Blogbeitrag, veröffentlicht im Blog von Zed am 14. Mai 2026 von Franciska Dethlefsen (Head of Growth and Marketing), einen Tag nach einer Ankündigung von Anthropic und als Antwort auf Nutzerfragen — „die Details waren schwer zu durchschauen“.

Was sich ändert. Ab dem 15. Juni teilt Anthropic die Abrechnung des Claude-Abonnements in zwei Pools: First-Party-Tools (Chat, offizielle Claude Code-CLI) auf der einen Seite, Drittanbieter-Agenten- und SDK-Nutzung auf der anderen — alles, was über ACP, claude -p oder eine Drittanbieter-Anwendung läuft. Diese Nutzung zieht nicht mehr von den Pro- oder Max-Limits ab und wechselt zu einem monatlichen Agent-SDK-Guthaben: 20 $ (Pro), 100 $ (Max 5x), 200 $ (Max 20x). Ist das Guthaben aufgebraucht, läuft die Nutzung zum Standard-API-Preis weiter, sofern Overage aktiviert ist; andernfalls stoppen die Anfragen bis zum nächsten Zyklus.

Warum es von Bedeutung ist. Abonnements subventionierten die agentische Nutzung um etwa das 15- bis 30-Fache gegenüber dem API-Preis, und die neuen Guthaben werden zum vollen API-Preis abgerechnet.
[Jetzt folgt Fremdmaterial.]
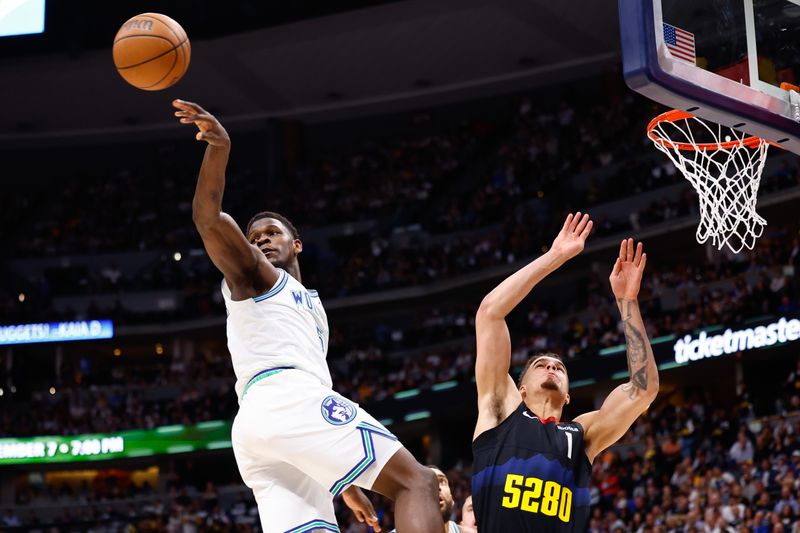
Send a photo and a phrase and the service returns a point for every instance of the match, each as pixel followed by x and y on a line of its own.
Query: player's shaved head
pixel 277 216
pixel 532 360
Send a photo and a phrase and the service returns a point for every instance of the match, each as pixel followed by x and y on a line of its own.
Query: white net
pixel 725 173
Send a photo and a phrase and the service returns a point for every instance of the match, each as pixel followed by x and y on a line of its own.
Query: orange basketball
pixel 151 51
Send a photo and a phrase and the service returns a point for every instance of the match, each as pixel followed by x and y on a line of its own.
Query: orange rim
pixel 676 115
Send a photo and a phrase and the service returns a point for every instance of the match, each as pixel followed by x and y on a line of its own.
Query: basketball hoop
pixel 725 171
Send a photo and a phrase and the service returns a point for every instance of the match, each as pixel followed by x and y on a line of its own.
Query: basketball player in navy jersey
pixel 297 442
pixel 531 470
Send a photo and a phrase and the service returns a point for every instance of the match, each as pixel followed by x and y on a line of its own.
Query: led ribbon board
pixel 212 435
pixel 783 330
pixel 21 17
pixel 79 330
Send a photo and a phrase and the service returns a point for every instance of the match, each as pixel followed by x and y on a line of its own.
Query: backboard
pixel 722 60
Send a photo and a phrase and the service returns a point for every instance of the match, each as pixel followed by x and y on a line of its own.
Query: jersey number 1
pixel 569 444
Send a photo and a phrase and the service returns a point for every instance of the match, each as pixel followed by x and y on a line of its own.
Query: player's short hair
pixel 277 216
pixel 534 358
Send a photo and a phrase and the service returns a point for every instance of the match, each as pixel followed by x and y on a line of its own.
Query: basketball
pixel 151 51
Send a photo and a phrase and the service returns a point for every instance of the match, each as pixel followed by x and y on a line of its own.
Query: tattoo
pixel 636 344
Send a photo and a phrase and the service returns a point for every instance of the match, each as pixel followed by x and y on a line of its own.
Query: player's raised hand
pixel 210 130
pixel 362 508
pixel 626 277
pixel 572 237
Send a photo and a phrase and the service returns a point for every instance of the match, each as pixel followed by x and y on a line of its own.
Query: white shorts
pixel 298 443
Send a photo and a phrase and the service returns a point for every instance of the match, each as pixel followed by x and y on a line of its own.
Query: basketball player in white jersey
pixel 297 442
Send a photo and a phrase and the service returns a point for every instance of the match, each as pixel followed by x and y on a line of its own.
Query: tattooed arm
pixel 623 406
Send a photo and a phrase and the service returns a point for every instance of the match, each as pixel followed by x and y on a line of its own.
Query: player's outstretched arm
pixel 497 394
pixel 241 263
pixel 625 403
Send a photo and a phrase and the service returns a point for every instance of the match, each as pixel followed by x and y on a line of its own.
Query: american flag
pixel 680 43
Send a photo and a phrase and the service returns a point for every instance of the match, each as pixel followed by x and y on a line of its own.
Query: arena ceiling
pixel 382 58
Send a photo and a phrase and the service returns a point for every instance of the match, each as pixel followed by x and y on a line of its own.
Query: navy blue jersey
pixel 531 475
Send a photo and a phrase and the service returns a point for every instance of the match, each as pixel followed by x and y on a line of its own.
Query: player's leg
pixel 288 500
pixel 333 441
pixel 291 502
pixel 414 489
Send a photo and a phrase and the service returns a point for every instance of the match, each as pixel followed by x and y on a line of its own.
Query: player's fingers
pixel 187 106
pixel 575 220
pixel 567 222
pixel 587 230
pixel 206 136
pixel 638 257
pixel 197 117
pixel 617 267
pixel 582 224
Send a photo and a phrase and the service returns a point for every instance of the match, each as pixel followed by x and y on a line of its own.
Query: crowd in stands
pixel 482 195
pixel 436 347
pixel 692 463
pixel 181 502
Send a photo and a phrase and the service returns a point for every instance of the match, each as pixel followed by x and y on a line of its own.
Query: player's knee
pixel 425 480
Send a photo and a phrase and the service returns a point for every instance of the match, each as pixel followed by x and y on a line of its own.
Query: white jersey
pixel 284 327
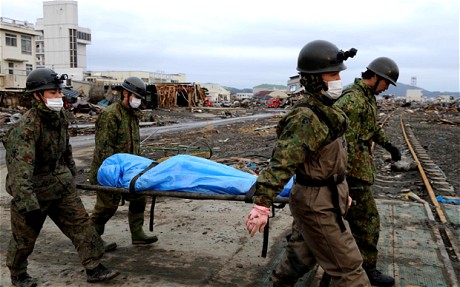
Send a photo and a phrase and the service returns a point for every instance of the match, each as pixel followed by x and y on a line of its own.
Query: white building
pixel 17 53
pixel 63 44
pixel 117 77
pixel 414 95
pixel 216 93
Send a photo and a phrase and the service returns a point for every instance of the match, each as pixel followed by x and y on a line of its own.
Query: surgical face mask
pixel 54 104
pixel 135 103
pixel 334 89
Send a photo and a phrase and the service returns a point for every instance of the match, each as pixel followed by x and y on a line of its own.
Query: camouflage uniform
pixel 308 148
pixel 40 177
pixel 117 131
pixel 360 105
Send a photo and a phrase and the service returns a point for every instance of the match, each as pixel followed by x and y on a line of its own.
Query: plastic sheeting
pixel 179 173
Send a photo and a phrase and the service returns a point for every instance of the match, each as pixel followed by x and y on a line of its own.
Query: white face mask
pixel 135 103
pixel 54 104
pixel 334 89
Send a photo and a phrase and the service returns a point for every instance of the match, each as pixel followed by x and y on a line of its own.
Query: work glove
pixel 394 151
pixel 257 219
pixel 35 219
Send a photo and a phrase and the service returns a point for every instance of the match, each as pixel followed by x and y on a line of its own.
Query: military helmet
pixel 44 79
pixel 321 56
pixel 385 68
pixel 136 86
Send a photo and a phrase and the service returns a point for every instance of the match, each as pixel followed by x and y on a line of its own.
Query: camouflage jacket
pixel 300 136
pixel 38 157
pixel 117 131
pixel 358 102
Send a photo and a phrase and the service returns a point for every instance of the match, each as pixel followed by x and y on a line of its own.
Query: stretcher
pixel 181 176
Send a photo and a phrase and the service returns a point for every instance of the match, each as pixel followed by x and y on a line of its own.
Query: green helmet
pixel 136 86
pixel 321 56
pixel 385 68
pixel 44 79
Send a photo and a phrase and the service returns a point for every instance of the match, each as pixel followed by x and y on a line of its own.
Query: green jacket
pixel 300 136
pixel 117 131
pixel 359 103
pixel 38 157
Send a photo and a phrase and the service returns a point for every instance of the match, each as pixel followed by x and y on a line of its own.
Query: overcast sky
pixel 243 44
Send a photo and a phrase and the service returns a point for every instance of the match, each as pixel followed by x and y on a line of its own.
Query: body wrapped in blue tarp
pixel 184 173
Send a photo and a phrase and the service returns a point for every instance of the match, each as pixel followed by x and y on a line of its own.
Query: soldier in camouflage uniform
pixel 117 131
pixel 359 104
pixel 40 178
pixel 311 145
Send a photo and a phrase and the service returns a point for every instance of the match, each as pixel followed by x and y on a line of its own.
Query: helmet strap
pixel 374 88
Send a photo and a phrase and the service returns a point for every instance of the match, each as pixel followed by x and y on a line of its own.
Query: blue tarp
pixel 179 173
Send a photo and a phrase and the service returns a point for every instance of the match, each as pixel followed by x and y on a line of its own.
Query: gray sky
pixel 246 43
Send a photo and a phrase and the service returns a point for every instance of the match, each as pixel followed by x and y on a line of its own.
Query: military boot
pixel 136 222
pixel 23 280
pixel 108 246
pixel 378 279
pixel 99 274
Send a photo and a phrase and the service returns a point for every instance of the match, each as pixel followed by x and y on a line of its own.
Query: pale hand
pixel 257 219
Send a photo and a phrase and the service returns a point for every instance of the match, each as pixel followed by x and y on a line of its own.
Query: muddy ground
pixel 201 243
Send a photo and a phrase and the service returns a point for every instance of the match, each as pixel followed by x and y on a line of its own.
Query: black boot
pixel 325 280
pixel 108 246
pixel 378 279
pixel 138 236
pixel 100 273
pixel 23 280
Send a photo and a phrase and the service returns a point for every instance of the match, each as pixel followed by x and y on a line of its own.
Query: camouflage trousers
pixel 69 214
pixel 107 203
pixel 316 238
pixel 364 221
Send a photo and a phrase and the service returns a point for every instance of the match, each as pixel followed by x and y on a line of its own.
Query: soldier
pixel 117 131
pixel 359 104
pixel 40 178
pixel 311 145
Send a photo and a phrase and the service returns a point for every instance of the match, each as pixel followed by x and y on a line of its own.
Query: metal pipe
pixel 179 194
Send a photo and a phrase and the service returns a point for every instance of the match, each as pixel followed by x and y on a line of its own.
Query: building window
pixel 29 69
pixel 11 40
pixel 73 47
pixel 26 44
pixel 11 68
pixel 84 36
Daher das Urteil: „für alle, die Agenten intensiv nutzen, ist dies eine erhebliche Kostensteigerung“.

Die drei Optionen. Zunächst: beim Abonnement bleiben, indem man die offizielle claude-CLI in einem Terminal innerhalb von Zed startet statt über ACP — dasselbe Tool behält dann die Abonnement-Limits. Danach: Zeds integrierter Agent mit dem Anbieter der Wahl — bei Zed gehostete Modelle, API-Schlüssel, Copilot, lokales Ollama, DeepSeek. Schließlich: jeder beliebige ACP-Agent — OpenCode, Codex, Factory, Cursor —, von denen mehrere weiterhin ratenbegrenzte Abonnements anbieten, die eine intensive Nutzung subventionieren. Nebenbei schiebt der Beitrag die Ankündigung von Terminal Threads ein, das TUI-Agenten zu einem vollwertigen Bestandteil der Orchestrierung in Zed machen soll.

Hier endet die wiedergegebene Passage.